Cet amendement est identique à celui de M. Lesage et concerne encore la complémentarité entre l’agriculture et la biodiversité. Si vous le permettez, je souhaiterais défendre en même temps que celui-ci, l’amendement no 955.
Je souhaite en effet supprimer le principe de complémentarité entre l’agriculture et l’environnement adopté lors de l’examen du texte en commission, et cela pour plusieurs raisons – mes collègues du groupe écologiste et moi-même avons du reste déposés plusieurs autres amendements en ce sens. Nous touchons là, en effet, aux grands principes du droit de l’environnement – le principe « éviter, réduire, compenser », le principe « pollueur-payeur » et le principe de précaution, invoqué par une profession qui n’a rien à faire dans les premières lignes de notre code de l’environnement.
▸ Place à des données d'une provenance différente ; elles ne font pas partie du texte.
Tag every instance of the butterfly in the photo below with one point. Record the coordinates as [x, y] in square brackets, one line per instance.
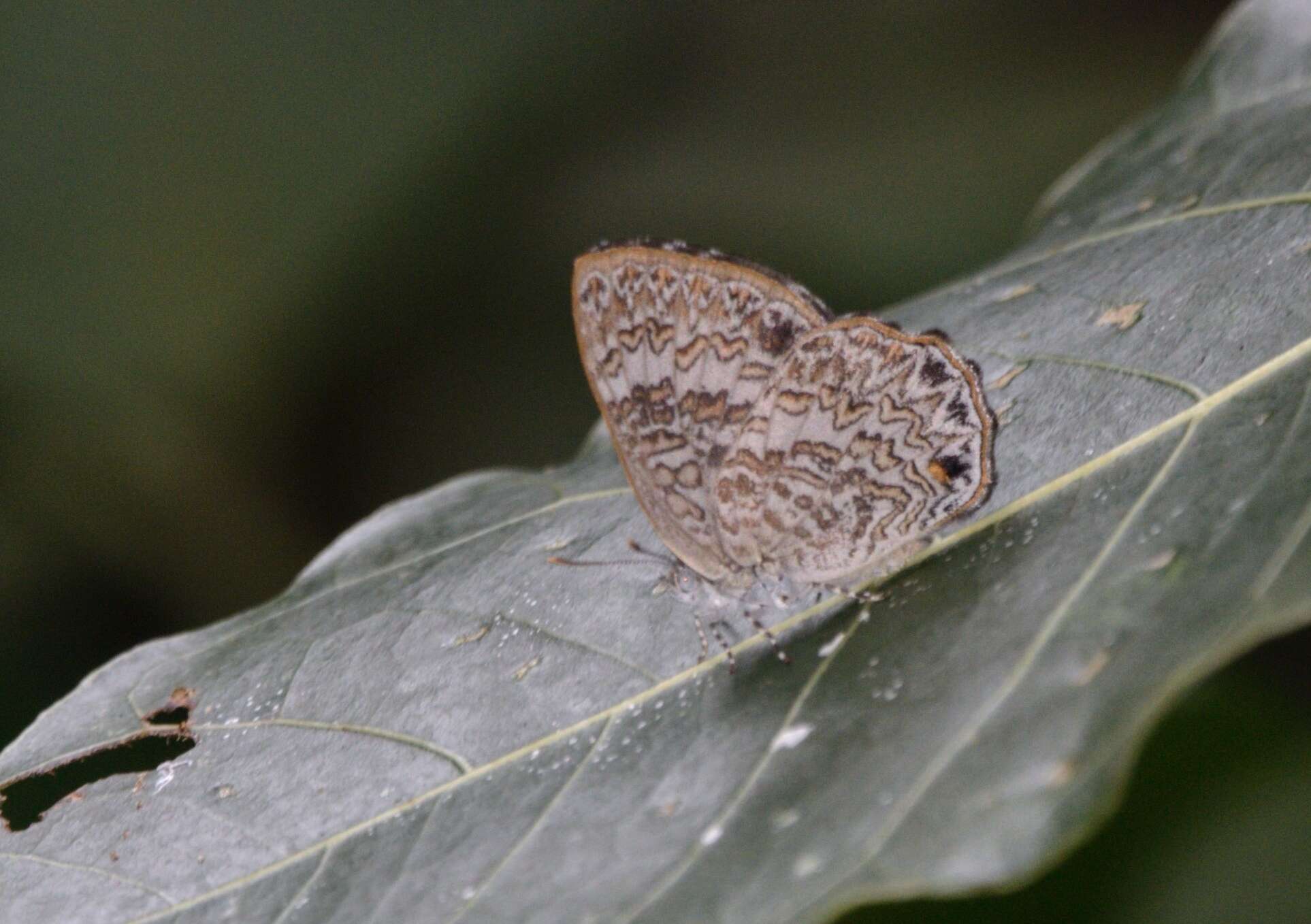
[763, 437]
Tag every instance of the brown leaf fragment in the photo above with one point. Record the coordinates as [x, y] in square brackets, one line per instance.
[472, 636]
[1009, 376]
[1122, 318]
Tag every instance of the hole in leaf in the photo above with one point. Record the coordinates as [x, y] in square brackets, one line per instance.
[24, 801]
[176, 710]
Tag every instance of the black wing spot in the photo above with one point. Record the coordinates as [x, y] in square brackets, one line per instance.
[777, 338]
[934, 372]
[952, 465]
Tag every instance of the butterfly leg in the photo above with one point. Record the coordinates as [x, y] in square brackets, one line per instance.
[749, 615]
[724, 644]
[700, 633]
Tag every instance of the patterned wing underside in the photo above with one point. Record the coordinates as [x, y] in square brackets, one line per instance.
[867, 440]
[678, 346]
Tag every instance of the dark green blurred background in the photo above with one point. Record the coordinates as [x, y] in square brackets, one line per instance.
[268, 266]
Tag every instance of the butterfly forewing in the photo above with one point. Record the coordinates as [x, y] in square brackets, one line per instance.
[866, 440]
[679, 346]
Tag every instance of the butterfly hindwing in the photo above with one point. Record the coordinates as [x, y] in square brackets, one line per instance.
[867, 438]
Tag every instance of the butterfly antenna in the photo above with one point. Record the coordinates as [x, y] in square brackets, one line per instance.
[657, 556]
[577, 563]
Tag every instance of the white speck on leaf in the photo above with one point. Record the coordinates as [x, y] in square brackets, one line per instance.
[832, 645]
[805, 865]
[791, 737]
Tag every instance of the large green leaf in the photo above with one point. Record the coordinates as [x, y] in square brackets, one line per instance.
[436, 724]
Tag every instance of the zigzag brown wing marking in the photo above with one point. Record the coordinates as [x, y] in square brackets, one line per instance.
[678, 345]
[866, 440]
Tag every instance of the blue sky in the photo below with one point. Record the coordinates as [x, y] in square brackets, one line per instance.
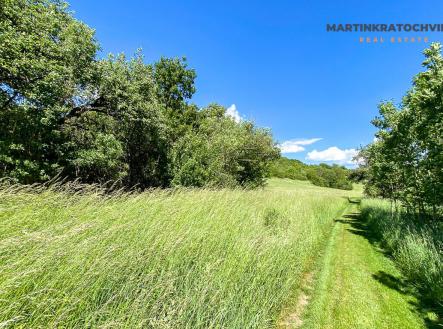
[273, 62]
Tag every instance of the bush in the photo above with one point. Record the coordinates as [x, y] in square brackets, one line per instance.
[416, 246]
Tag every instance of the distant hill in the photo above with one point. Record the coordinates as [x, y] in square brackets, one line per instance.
[334, 176]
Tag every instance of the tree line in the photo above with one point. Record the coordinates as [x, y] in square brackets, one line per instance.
[405, 161]
[65, 112]
[333, 176]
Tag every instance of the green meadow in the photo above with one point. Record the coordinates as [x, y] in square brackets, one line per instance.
[183, 258]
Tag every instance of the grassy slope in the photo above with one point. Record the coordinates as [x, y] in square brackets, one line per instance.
[356, 286]
[162, 259]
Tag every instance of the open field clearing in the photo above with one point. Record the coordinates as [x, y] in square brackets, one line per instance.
[357, 285]
[162, 259]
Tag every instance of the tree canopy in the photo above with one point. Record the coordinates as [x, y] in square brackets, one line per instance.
[65, 112]
[405, 162]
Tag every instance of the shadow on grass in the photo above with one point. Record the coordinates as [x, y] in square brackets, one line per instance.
[422, 306]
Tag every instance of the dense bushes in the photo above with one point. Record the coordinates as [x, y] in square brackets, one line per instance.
[63, 111]
[416, 246]
[321, 175]
[405, 161]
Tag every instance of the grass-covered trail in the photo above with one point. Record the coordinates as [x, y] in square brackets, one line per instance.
[357, 286]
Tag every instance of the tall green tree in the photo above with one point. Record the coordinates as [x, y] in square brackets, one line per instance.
[405, 163]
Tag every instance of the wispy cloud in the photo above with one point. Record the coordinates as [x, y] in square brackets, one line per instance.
[232, 112]
[296, 145]
[333, 154]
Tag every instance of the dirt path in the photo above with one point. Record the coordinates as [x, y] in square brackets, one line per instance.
[357, 286]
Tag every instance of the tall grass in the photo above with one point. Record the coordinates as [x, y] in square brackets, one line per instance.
[159, 259]
[416, 246]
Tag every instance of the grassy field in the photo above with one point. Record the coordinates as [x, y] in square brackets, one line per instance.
[357, 286]
[160, 259]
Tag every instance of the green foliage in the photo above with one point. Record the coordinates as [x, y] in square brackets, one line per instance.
[321, 175]
[187, 259]
[222, 152]
[117, 119]
[406, 160]
[416, 245]
[289, 168]
[330, 176]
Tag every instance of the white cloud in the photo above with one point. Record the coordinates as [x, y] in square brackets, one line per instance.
[294, 146]
[232, 112]
[333, 154]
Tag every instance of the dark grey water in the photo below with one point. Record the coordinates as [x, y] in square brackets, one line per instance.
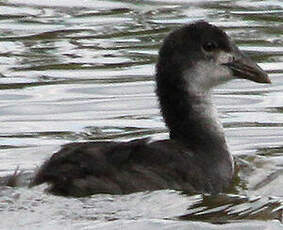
[83, 70]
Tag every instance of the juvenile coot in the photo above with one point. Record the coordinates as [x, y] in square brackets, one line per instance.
[192, 60]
Comme le précise l’exposé sommaire de mon amendement, de simples considérations logistiques et juridiques devraient suffire pour supprimer ce principe. De fait, ces principes généraux du droit de l’environnement peuvent entraîner des effets juridiques en s’imposant aux personnes publiques et privées et les directions des affaires juridiques sont souvent très promptes à nous alerter sur certains risques juridiques. Or, je doute qu’il y ait eu dans ce cas une analyse juridique. On nous rappelle souvent que nous écrivons le droit : veillons donc à ne pas écrire n’importe quoi.
Surtout, bien qu’un certain type d’agriculture – principalement, bien sûr, l’agriculture biologique – puisse avoir un rôle favorable dans la préservation de la biodiversité, reconnaître à l’ensemble de l’agriculture ce même rôle bénéfique était vraiment un non-sens, comme je l’ai déjà dit dans ma déclaration liminaire.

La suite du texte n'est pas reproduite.